Diots de Savoie et jambon sec sur une planche
Gastronomie

Charcuterie de Savoie : diots, pormoniers et jambon sec

Charcuterie de Savoie

La charcuterie de Savoie complète les fromages sur la table de montagne. Comme partout en zone d’altitude, le cochon servait à passer l’hiver : on le salait, on le séchait, on le transformait en saucisses pour ne rien perdre. De cette nécessité est née une gamme de produits typés, du jambon séché aux saucisses cuites au vin blanc.

Les diots, la saucisse emblématique

Le diot est la saucisse savoyarde par excellence. De la chair de porc hachée, parfumée à la noix de muscade, embossée dans un boyau. Il en existe des versions nature, fumées ou au chou. La façon classique de les cuisiner : les faire mijoter dans du vin blanc de Savoie avec des oignons, jusqu’à ce qu’ils soient fondants. On les sert chauds avec des pommes de terre, de la polente, des crozets ou des légumes de saison. Froids, ils se mangent aussi en sandwich. C’est le plat de charcuterie le plus répandu de la région.
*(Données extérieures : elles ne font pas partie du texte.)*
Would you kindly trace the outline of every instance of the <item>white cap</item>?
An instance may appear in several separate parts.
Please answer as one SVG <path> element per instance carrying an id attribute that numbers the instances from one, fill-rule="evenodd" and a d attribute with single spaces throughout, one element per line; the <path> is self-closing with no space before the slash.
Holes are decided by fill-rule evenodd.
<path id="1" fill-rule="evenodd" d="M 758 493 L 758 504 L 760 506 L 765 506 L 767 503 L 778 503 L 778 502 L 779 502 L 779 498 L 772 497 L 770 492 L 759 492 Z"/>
Les pormoniers, plus anciens et plus verts

Le pormonier est une saucisse plus ancienne, née d’une cuisine d’économie. On y mettait les morceaux de viande qui ne se conservaient pas séchés, mélangés à des légumes verts comme les épinards, les blettes ou les poireaux. Cela donne une saucisse plus douce et plus végétale que le diot, qui se cuisine de la même façon, au vin blanc. C’est un produit de tradition, moins courant, qu’on trouve chez les bons charcutiers de Savoie.

Le jambon sec et les saucissons

Le jambon sec de Savoie est séché en montagne, dans l’air froid et sec des vallées, ce qui lui donne un goût franc et une texture ferme. On le sert en fines tranches, à l’apéritif ou sur un plateau, et il accompagne la raclette. À côté, les saucissons et rosettes secs complètent la gamme. Ces produits de séchage demandent du temps et un savoir-faire, et restent l’apanage des charcutiers et salaisonniers locaux.

Les cuisiner et les accorder

La charcuterie de Savoie se prête à une cuisine simple et chaleureuse. Les diots et pormoniers se mijotent au vin blanc ; le jambon et les saucissons se mangent crus. L’accord naturel est un rouge de Savoie, la mondeuse en tête, dont les notes épicées répondent bien à la viande : voir Vins de Savoie. Pour replacer la charcuterie parmi les autres spécialités, voyez la page Spécialités savoyardes. On l’achète au mieux chez un charcutier de pays ou sur un marché, par exemple autour d’Annecy ou dans les vallées des Aravis.